I’ve decided to try couchsurfing in Asia for the first time ever, and I’ve found hosts in Ao Leuk. I’m supposed to call or text once I get there. However, I’m not sure that my phone will work — and in fact, it does not. I go into a pharmacy and ask the clerk if there’s a public phone anywhere. She says no, but she offers to call on her own cell phone. Five minutes later, I’m riding in a car with W. and M., who were apparently out looking for me given that I’d estimated my arrival time a bit earlier. I’m quite happy to be taking a break from the tourist fast track, and here I am, about to experience Thailand as lived by regular middle-class Thai people.

And then I get to the house, which is all pretty clean and nice — a little crowded with all the amps and instruments — except for two things. The otherwise-tidy bathroom consists of a ceramic hole you pour water down to flush, and two earthenware jugs. The larger one is the shower: you pour water over yourself and it runs into a drain hidden behind the toilet. There is a sink, but it’s missing a drain pipe and a working faucet.

The kitchen, however, is what really gives me pause. It’s an outdoor kitchen, and that’s smart, except that the dirty dishes are sitting around in plastic tubs filled with lukewarm water as the flies swarm around them, landing on bits of stale food that have been dumped out into the barren yard beside them. Nothing insane, but that’s still the sink, and there’s also a hose for a faucet — cold water only, or whatever temperature it is when it comes out. Many things occur to me at once, and the foremost is: it would be rude to do anything other than jump in and accept this excellent hospitality.

So I sit down to wash the dishes with M. as W. begins to cook. There’s no hot water. We fill one tub with cool water from the plastic hose, and I squirt extra soap in, and then I fill a second tub with water to rinse the dishes, since M. is setting them on the ground, still a bit soapy, I’m sure. I try to make small talk, but I’m pretty busy watching out of the corner of my eye to see how hot the food W. is making gets, because he’s mincing up raw meat with his bare hands. I’m hoping it all reaches boiling point. As far as I can tell, it does. Also, he’s putting an alarming amount of chopped peppers in, which probably helps kill germs.

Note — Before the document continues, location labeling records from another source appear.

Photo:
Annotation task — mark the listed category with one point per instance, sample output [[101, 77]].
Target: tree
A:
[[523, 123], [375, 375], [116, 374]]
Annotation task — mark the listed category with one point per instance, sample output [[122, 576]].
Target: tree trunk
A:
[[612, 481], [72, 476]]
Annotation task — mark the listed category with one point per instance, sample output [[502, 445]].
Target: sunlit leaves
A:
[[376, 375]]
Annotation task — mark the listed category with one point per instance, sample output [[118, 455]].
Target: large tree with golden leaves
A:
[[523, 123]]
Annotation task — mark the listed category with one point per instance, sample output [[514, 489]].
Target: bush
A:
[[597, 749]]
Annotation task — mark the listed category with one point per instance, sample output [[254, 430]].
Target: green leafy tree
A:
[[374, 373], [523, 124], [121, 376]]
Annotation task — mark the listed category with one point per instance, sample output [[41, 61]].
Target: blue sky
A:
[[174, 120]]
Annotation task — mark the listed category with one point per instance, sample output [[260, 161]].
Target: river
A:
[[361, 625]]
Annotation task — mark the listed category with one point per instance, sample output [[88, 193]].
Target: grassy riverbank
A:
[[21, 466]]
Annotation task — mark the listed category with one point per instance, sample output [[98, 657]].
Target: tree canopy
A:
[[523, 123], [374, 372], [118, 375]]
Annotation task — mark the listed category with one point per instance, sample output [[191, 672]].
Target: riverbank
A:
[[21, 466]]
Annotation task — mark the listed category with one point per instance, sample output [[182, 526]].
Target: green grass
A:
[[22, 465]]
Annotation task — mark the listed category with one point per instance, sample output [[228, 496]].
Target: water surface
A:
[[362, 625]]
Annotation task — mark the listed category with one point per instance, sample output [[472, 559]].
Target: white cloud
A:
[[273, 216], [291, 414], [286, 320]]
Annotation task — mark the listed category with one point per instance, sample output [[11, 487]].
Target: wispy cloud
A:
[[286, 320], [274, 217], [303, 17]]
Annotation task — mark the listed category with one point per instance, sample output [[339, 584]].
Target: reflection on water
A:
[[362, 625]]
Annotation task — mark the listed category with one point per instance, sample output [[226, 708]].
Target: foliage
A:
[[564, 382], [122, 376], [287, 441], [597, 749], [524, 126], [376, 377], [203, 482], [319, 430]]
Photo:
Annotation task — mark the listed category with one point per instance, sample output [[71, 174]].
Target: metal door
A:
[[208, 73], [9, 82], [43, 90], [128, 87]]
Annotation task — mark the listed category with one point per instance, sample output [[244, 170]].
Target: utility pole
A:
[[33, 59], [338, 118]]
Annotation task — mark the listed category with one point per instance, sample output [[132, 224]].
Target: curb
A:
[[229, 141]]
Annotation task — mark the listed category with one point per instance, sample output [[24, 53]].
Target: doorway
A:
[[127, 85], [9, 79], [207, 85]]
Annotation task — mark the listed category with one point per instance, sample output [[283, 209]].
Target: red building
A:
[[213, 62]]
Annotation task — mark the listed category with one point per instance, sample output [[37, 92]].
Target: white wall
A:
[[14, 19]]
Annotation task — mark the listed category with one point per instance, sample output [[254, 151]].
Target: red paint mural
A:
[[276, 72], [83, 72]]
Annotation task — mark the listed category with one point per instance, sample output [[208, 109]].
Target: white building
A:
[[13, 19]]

We eat around 8 p.m. with a group of mostly-expat English-teacher friends, and it’s all delicious. Spicy, though. Very spicy. My stomach begins to hurt. I decide I need to go lie down, and it’s at this point that W. and most of the English teachers decide to do a little band practice.

Here’s another thing about Thailand: the music is always cranked to an inordinately high volume. I noticed it on the dinner cruise I attended in Bangkok, when we had to shout to network — and that was in a business setting. In this setting, I’m in my own room with earplugs in and two pillows stuffed over my head, and I’m still worried I’m undergoing hearing loss. They play for maybe 20 minutes.

The next day, I delve into my boring food stash, and have instant oatmeal for breakfast after attempting to sterilize the dishes in the microwave. It’s too late, though — I feel ill every time I put food in my system, no matter what kind of food it is. I start researching my symptoms… E. Coli, maybe cholera? Hopefully not cholera.

It’s bad enough, however, that I’m seriously rethinking my plan to move to Thailand. Because apparently, I can only stand tourist-grade Thailand.